LONDON: Wall Street stocks slid on Friday despite banks beating expectations at the start of earnings season as oil and gold prices shot up amid worries about the conflict in the Middle East widening.
“Geopolitical worries have triggered some risk aversion, but worries about a growth slowdown have presumably triggered some residual angst about corporate earnings not living up to expectations,” said Briefing.com analyst Patrick O’Hare.
Oil prices were up more than two per cent as regional tensions soared after Iran threatened reprisals over a strike in Syria this month that killed two Iranian generals.
Brent crude futures were up 94 cents, or 1.1pc, at $90.68 a barrel by 1:40pm EDT (1740 GMT), while US West Texas Intermediate crude futures rose 96 cents, or 1.1pc, to $85.98.
For the week, Brent was set to fall around 0.5pc, while WTI was on track to close 1pc lower.
Gold prices rose above $2,400 per ounce to an all-time high on Friday, heading for their fourth week of gains, as growing tensions in the Middle East prompted investors to seek refuge in the safe-haven assets.
Spot gold eased 0.8pc to $2,353.35 per ounce as of 1:40 p.m. ET (1740 GMT), taking a breather after hitting a record high of $2,419.79. Prices were up around 1pc for the week.
US gold futures settled 0.1pc higher at $2,374.1.
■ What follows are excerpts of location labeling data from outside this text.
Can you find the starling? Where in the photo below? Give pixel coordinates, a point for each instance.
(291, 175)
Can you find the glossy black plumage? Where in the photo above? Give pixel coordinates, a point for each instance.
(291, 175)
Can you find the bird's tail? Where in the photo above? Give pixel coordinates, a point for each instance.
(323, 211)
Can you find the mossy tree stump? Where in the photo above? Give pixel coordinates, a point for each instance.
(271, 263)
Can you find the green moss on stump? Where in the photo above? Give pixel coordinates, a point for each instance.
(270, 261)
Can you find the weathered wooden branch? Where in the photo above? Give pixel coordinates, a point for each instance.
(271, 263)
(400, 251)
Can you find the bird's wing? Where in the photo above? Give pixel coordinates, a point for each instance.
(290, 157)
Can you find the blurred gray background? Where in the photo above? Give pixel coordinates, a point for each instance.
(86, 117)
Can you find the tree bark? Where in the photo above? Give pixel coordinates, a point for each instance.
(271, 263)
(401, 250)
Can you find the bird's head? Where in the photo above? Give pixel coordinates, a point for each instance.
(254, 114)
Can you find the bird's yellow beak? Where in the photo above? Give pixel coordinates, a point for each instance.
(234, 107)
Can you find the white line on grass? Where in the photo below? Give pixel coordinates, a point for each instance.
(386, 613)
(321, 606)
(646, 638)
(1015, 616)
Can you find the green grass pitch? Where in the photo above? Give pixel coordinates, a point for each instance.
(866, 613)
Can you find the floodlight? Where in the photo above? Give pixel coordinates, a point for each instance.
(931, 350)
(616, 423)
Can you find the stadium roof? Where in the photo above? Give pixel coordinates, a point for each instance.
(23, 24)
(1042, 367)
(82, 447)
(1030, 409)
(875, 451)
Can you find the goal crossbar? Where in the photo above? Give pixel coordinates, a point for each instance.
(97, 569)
Investor attention was set to focus on the start Friday of the corporate earnings season after economic data released earlier this week largely killed off the possibility that the US Federal Reserve could begin cutting interest rates in June.
Equity markets took the recalibration of expectations of interest rate cuts in their stride as the data showing the US economy in strong health raised hopes that companies will report strong earnings.
At the start of the year markets had priced in six interest cuts by the Fed in 2024, but now expect only two.
JPMorgan Chase, Wells Fargo and Citigroup all reported better-than-expected earnings results for the first quarter. But shares in JPMorgan Chase, which have risen strongly this year, fell by more than four percent after trading got under way in New York.
Shares in Wells Fargo and Citigroup rose modestly.
Wall Street’s main indices fell at the opening bell.
Eurozone stock markets mostly rose after the European Central Bank signalled Thursday a likely June interest rate cut.
“Despite a few volatility spikes, EU stock investors reacted positively to ECB President Christine Lagarde’s speech. The central banker reassured everyone, saying the ECB would stick to its rate-cut plan regardless of the recent hot inflation report in the US,” said ActivTrades analyst Pierre Veyret.
London stocks fizzed higher on data showing the UK economy grew for a second straight month in February, further fuelling recovery hopes after sliding into a shallow recession in the second half of last year.
Dimming hopes for US rate cuts continued to support the dollar, which surged to another 34-year high above 153 yen, putting Japanese officials in the spotlight after they said they were ready to intervene in markets to support their currency.